By Adam G. Unikowsky, Michael T. Brody, Carla J. Rozycki, Howard S. Suskin, and Gabriel K. Gillett

-On May 21, 2018, the Supreme Court issued its long-awaited decision in the consolidated cases Epic Systems Corp. v. Lewis, No. 16-285; Ernst & Young LLP v. Morris, No. 16-300; and NLRB v. Murphy Oil USA, No. 16-307.  In a 5-4 opinion by Justice Gorsuch, the Court held that courts must enforce arbitration agreements requiring employees to bring employment-related claims in individualized arbitration proceedings, and barring them from pursuing those claims as a collective or class action.[1]  The Court explained that absent a contrary congressional directive, arbitration clauses are “valid, irrevocable, and enforceable” under the Federal Arbitration Act (FAA), which reflects “‘a liberal federal policy favoring arbitration agreements.’”[2]  The Court held that such arbitration agreements do not violate employees’ statutory right under the National Labor Relations Act (NLRA) to “engage in other concerted activities for the purpose of … mutual aid or protection.”[3]  It concluded that the National Labor Relations Board (NLRB)’s contrary conclusion was not entitled to Chevron deference.[4]  Therefore, the Court held that the provisions requiring individual arbitration of employment disputes were enforceable under the FAA.

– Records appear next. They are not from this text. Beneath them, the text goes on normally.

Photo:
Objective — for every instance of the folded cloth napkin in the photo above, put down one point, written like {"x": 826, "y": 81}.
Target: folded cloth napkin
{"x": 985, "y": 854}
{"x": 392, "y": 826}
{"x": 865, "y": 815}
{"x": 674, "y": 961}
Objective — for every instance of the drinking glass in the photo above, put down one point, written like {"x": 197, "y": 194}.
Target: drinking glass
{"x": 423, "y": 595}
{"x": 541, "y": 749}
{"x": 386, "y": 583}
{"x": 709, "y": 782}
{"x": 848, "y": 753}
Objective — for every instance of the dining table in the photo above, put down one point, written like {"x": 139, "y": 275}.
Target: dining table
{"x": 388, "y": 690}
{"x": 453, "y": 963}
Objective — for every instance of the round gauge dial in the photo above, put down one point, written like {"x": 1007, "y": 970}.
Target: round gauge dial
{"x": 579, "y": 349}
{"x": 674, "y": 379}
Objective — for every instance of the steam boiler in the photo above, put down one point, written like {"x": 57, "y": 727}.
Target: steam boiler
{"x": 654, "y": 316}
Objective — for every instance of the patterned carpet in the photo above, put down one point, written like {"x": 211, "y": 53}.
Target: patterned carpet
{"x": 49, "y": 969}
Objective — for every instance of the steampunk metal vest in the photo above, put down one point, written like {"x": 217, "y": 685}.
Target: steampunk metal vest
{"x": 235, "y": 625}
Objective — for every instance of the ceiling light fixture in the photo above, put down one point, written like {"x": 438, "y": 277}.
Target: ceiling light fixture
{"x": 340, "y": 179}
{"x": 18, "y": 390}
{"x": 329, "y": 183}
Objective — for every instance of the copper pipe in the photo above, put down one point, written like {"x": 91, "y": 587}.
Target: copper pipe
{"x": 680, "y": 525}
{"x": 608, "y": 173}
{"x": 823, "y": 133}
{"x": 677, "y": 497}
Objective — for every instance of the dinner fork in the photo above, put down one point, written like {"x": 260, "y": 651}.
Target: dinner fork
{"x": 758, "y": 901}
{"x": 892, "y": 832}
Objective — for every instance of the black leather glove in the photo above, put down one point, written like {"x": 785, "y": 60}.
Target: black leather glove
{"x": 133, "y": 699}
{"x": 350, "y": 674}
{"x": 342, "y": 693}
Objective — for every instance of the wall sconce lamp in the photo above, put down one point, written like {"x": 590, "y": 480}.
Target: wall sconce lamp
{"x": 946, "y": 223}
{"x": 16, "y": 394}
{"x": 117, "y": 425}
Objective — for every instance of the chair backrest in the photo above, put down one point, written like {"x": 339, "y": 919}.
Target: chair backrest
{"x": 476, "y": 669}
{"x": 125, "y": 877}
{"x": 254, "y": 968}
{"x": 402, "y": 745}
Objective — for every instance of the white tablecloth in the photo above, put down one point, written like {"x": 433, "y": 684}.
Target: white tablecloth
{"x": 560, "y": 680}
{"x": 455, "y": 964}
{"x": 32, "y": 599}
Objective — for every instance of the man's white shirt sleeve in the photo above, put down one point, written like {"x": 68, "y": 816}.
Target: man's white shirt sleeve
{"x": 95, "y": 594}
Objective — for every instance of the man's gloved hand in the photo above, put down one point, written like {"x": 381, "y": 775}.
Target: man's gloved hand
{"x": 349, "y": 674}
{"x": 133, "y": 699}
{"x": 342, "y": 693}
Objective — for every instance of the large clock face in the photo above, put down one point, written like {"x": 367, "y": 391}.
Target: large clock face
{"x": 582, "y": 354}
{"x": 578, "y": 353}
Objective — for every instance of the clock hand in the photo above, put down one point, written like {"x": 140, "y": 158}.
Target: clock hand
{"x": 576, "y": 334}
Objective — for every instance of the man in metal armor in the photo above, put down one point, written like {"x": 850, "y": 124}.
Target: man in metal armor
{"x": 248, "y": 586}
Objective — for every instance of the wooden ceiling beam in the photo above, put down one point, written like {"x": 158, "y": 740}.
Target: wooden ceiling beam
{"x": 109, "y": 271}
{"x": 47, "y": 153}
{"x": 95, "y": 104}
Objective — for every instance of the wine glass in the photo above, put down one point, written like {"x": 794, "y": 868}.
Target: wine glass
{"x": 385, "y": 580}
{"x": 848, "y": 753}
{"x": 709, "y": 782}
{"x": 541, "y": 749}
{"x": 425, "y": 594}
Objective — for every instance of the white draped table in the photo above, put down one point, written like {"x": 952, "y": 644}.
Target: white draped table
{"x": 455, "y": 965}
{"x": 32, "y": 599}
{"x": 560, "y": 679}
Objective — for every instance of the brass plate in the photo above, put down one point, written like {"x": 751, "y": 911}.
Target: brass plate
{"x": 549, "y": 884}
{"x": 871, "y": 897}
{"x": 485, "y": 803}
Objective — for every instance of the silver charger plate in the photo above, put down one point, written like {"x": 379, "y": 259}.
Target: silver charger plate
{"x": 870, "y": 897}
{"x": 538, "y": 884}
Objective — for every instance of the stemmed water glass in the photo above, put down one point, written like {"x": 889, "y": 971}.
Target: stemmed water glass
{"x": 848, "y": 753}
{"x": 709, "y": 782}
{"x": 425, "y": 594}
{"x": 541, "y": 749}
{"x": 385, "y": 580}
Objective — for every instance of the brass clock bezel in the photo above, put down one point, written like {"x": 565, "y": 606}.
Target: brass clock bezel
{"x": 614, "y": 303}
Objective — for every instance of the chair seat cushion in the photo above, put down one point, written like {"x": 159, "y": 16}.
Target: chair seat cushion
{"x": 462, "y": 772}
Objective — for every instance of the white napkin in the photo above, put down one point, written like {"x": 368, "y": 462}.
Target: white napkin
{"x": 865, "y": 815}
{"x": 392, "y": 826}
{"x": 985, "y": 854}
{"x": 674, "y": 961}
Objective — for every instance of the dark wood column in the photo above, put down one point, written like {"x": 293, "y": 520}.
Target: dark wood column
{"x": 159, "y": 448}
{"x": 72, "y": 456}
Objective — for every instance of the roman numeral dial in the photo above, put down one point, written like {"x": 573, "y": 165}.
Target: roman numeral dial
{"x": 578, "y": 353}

The Epic decision represents a major victory for employers.  It allows them to avoid burdensome class actions and instead take advantage of the cost and speed of individualized arbitration.  The decision continues the Court’s longstanding practice of enforcing the FAA according to its terms. 

The Epic case began when Jacob Lewis filed a putative class and collective action in federal court against his former employer, Epic Systems Corp., alleging violations of federal and state wage-and-hour laws.[5]  Epic moved to compel individual arbitration, arguing that under the terms of an agreement that Lewis had accepted as a condition of employment, Lewis was required to bring employment-based claims through individual arbitration and not as a collective or class action.[6]  The district court held that the arbitration agreement was unenforceable, and the Seventh Circuit affirmed, deferring to the Board’s conclusion that individualized arbitration agreements violated an employee’s right to engage in concerted action under the NLRA.[7]  The Seventh Circuit’s decision conflicted with decisions from other circuits, which had held that the FAA required enforcement of such agreements according to their terms.  The Court granted Epic’s petition for certiorari, along with two other petitions raising the same question, and consolidated the three cases.[8]